陈昭仪俯身跪地,心中预感竟已然灵验,“臣妾不知。”
何皇后微微颔首,门外走进一名宫娥,正是丽昭仪的贴身婢女清珞。她跪地不住抽泣道,“回皇后娘娘,我家娘娘正是吃了陈昭仪送来的糕点才中毒的。”
“中毒,中什么毒?我何曾给丽昭仪送过糕点?”陈昭仪心中一阵惊寒。望着那高坐于殿中的何皇后,那靛色正袍令人倍觉压迫。
内侍将食盒呈至陈昭仪身前,那盒中是几块碧绿的豆糕,“丽昭仪吃了今日你送来的糕点后突然惊厥,太医诊断为是鲜蚕豆引起的中毒。”
“你将那鲜蚕豆磨成细粉掺杂在绿豆糕中。本宫已派人查实,御膳房近日只有你去领用过鲜蚕豆。”何皇后声音一反往日的温和,充斥着隐忍的怒意。
陈昭仪抬眸,眼中一片澄净。欲加之罪何患无辞,自己恐是逃不过这莫须有的罪名了,“我要见陛下。”

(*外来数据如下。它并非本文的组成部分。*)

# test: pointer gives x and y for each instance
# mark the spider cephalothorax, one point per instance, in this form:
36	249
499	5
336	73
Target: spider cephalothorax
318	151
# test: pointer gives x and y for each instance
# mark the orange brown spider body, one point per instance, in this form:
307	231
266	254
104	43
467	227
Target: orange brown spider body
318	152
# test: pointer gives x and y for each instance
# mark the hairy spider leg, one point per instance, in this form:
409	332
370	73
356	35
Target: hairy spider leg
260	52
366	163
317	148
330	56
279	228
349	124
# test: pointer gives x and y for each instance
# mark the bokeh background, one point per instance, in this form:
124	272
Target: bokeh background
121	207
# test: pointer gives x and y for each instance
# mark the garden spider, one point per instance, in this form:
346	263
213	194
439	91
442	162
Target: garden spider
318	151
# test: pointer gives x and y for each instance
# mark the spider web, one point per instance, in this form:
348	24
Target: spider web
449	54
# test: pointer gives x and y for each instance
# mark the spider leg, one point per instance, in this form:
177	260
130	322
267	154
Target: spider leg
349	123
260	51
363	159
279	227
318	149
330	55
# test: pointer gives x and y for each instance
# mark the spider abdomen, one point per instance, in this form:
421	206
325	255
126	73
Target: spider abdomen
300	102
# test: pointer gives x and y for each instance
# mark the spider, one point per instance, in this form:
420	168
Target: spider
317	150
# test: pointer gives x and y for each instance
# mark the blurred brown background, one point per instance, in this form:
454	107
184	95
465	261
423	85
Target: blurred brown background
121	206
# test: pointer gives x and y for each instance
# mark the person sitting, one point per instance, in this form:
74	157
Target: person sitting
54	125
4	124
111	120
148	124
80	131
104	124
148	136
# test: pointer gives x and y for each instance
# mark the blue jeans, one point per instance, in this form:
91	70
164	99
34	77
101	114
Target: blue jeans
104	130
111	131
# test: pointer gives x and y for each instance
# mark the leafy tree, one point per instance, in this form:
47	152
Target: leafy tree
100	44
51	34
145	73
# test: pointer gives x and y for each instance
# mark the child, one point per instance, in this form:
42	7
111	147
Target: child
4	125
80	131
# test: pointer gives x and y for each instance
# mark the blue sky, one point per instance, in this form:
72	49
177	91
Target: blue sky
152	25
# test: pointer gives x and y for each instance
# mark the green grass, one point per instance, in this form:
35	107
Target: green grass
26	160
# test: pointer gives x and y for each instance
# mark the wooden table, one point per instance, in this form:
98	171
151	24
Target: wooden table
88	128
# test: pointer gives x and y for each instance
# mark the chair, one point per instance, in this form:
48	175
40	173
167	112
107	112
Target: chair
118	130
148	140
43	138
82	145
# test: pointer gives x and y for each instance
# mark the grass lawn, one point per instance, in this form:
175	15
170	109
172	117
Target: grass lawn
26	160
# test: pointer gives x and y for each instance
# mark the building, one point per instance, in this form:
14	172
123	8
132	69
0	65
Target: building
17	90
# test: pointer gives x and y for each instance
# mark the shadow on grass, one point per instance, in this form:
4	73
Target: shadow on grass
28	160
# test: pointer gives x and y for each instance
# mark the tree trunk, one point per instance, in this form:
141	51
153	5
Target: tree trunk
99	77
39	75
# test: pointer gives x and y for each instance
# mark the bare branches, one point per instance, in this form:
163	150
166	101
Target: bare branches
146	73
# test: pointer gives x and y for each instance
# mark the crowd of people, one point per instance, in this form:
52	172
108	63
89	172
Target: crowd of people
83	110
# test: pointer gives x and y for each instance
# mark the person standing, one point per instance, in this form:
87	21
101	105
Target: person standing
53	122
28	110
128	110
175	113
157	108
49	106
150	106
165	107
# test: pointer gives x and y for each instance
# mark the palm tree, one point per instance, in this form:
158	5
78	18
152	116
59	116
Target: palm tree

“夜已深,当不该让陛下费心。”何皇后一派威严之资,不容拒绝。
陈昭仪轻声呵笑,“陛下许娘娘六宫掌权,却并未让娘娘颠倒黑白,是非不分。”
“放肆!”何皇后厉声高喝。
“娘娘何必如此疾言厉色,陛下圣明,自会决断。”陈昭仪冷声道。何皇后如此,不过是想私自了断,让自己坐实了罪名。
“花言巧语。”何皇后眼中闪过一抹嘲弄,“本宫便让你了了这心思,霖溪,去请陛下。”
天空蓦然劈过一道闪电,随着惊雷一泻而下,声势滂沱。霖溪一身宫装透湿,言语间透着急促的喘息,“禀皇后娘娘,陛下说后宫之事,让您自行定夺。”
原来,这才是真正的帝王之情,如此凉薄,如此狠心。陈昭仪将头深深埋进臂窝中,自嘲地轻呵。她竟还盼望那微渺的希望,如今想来真是可笑。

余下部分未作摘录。